Hoy se cumplieron ocho años de la tragedia aérea que cobró la vida de cinco personas cuando volaban desde Isla Mocha hacia Tirúa. Desde entonces, los accidentes de ese tipo no han cesado y siguen cobrando vidas sin que exista solución a la seguridad de los vuelos.

La tragedia del Cessna 172 ocurrió un día domingo, el 6 de octubre de 2013, luego que la avioneta despegara desde Isla Mocha con destino al aeródromo Lequecahue de Tirúa, con cuatro pasajeros, en manos del piloto Mario Han.

El pequeño avión nunca llegó al objetivo, y la intensa búsqueda que incluyó a centenares de personas, uniformados y civiles, no recuperó los cuerpos ni la aeronave. Quienes perdieron la vida fueron: Leslie Roa Sufray (27), su amigo Erick Arriagada (26), Jorge Luengo Suazo (53) y su hijo Jorge Luengo Espinoza (28).

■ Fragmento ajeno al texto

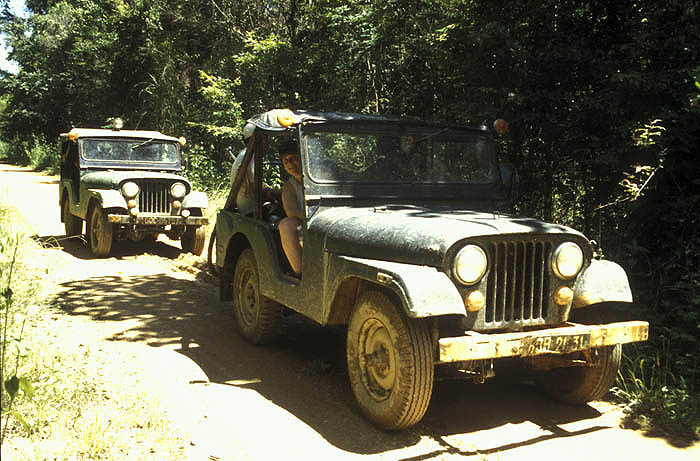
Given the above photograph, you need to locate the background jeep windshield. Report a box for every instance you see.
[305,127,495,184]
[80,139,178,163]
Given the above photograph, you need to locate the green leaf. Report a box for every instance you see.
[19,377,34,399]
[5,376,19,398]
[10,410,31,432]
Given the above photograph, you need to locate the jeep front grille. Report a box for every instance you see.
[137,181,170,214]
[484,241,552,324]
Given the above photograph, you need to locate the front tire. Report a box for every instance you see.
[62,199,83,237]
[535,344,622,405]
[88,205,114,258]
[346,291,433,430]
[233,248,282,344]
[180,226,207,256]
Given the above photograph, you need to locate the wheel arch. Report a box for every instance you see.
[325,255,466,323]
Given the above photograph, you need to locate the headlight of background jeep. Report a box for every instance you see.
[122,181,139,198]
[170,182,187,199]
[453,245,487,285]
[552,242,583,280]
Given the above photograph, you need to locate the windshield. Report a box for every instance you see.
[305,127,496,184]
[80,139,179,163]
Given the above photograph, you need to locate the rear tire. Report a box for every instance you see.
[62,199,83,237]
[346,291,434,430]
[88,205,114,258]
[233,248,282,344]
[535,344,622,405]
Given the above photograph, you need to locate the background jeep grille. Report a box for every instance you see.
[136,181,171,214]
[484,241,552,323]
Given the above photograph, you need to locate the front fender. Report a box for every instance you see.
[88,189,127,210]
[182,191,209,209]
[573,259,632,307]
[330,255,466,318]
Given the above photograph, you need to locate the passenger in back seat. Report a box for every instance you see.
[279,141,306,277]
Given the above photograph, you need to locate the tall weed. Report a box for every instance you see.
[0,206,185,459]
[613,344,700,446]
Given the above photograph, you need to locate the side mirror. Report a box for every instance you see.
[499,163,520,203]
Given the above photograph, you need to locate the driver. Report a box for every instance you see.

Cecilia Sufray y Cecilia Espinoza, madres de dos de las víctimas, y también esposa en el segundo caso, lamentaron que los vuelos entre la isla y el continente sigan siendo tan peligrosos después de ocho años.

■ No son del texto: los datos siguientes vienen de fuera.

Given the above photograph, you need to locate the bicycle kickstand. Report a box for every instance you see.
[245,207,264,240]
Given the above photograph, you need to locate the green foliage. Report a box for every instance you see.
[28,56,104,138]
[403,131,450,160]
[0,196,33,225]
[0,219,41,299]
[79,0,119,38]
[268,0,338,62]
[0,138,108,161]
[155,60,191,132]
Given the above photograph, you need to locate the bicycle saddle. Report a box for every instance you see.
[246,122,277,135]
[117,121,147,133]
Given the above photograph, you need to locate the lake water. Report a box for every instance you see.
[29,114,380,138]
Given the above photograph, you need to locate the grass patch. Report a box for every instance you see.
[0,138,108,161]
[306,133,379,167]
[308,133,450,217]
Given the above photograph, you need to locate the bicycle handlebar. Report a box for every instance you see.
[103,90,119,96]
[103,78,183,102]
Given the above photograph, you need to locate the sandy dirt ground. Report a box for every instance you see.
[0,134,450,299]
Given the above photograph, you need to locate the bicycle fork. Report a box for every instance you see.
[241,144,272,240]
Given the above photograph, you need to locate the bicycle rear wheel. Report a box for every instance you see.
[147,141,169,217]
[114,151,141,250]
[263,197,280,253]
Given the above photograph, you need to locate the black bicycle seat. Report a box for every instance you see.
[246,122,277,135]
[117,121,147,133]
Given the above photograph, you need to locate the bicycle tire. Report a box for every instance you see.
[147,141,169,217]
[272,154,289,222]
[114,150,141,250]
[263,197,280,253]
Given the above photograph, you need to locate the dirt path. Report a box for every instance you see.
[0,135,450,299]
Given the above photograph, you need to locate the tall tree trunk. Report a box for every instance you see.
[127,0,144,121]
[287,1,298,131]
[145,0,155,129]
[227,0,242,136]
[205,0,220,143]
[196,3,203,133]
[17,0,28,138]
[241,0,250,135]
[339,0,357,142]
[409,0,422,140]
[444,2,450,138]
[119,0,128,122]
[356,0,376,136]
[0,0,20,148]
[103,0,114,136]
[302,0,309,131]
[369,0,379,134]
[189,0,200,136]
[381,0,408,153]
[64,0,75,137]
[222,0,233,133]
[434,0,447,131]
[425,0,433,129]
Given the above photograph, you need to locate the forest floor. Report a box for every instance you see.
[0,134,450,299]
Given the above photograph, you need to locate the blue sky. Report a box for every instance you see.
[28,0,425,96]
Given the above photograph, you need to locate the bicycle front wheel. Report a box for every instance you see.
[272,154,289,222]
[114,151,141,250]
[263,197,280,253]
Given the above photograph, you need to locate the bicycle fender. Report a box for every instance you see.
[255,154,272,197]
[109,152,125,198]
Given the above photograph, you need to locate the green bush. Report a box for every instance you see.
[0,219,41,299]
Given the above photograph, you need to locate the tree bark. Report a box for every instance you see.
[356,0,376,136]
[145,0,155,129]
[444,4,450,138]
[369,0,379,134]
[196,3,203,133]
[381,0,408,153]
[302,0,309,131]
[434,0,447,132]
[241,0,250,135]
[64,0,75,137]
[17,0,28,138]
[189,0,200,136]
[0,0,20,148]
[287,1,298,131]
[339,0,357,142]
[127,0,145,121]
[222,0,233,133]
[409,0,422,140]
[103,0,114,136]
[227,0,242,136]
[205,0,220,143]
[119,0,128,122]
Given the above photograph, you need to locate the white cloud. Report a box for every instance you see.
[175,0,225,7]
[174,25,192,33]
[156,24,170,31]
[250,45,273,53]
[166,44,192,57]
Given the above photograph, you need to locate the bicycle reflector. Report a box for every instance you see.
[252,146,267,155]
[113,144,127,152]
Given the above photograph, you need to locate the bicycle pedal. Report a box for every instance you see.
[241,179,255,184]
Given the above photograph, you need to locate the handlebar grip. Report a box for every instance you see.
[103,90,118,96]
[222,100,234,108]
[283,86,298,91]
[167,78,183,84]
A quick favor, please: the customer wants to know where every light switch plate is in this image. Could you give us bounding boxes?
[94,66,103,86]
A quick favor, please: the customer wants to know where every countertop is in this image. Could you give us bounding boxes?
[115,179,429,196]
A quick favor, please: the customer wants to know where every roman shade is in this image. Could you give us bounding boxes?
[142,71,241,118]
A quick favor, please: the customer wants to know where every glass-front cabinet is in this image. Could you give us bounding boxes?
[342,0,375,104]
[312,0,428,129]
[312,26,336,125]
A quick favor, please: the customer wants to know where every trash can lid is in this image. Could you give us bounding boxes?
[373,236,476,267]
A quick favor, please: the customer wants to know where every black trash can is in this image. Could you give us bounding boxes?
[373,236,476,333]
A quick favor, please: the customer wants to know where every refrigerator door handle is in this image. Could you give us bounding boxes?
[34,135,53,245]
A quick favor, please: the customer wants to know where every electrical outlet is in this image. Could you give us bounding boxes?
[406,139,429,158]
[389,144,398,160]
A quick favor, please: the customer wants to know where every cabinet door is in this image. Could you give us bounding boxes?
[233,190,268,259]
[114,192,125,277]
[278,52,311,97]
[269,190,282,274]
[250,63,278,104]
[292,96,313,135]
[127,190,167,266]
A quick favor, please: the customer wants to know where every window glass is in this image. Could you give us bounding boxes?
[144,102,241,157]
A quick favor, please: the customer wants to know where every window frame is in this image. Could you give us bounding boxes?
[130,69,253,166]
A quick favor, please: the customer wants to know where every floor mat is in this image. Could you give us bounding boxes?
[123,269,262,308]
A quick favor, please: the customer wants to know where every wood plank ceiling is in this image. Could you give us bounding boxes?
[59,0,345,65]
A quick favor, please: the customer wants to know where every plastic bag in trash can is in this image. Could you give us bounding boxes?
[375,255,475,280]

En tanto, Gladys Zúñiga, madre de Erick, apuntó también al rol de la Dirección General de Aeronáutica Civil, a la que calificó de ineficiente, porque no sólo no supervisó las condiciones de ese vuelo, sino que los restantes hasta ahora, aseveró dolida, considerando que este año hubo otro accidente fatal.

“Siguen ocurriendo los mismos accidentes porque la Aeronáutica Civil no se hace responsable de nada. La gente ya está a su suerte porque nadie fiscaliza los vuelos”, declaró.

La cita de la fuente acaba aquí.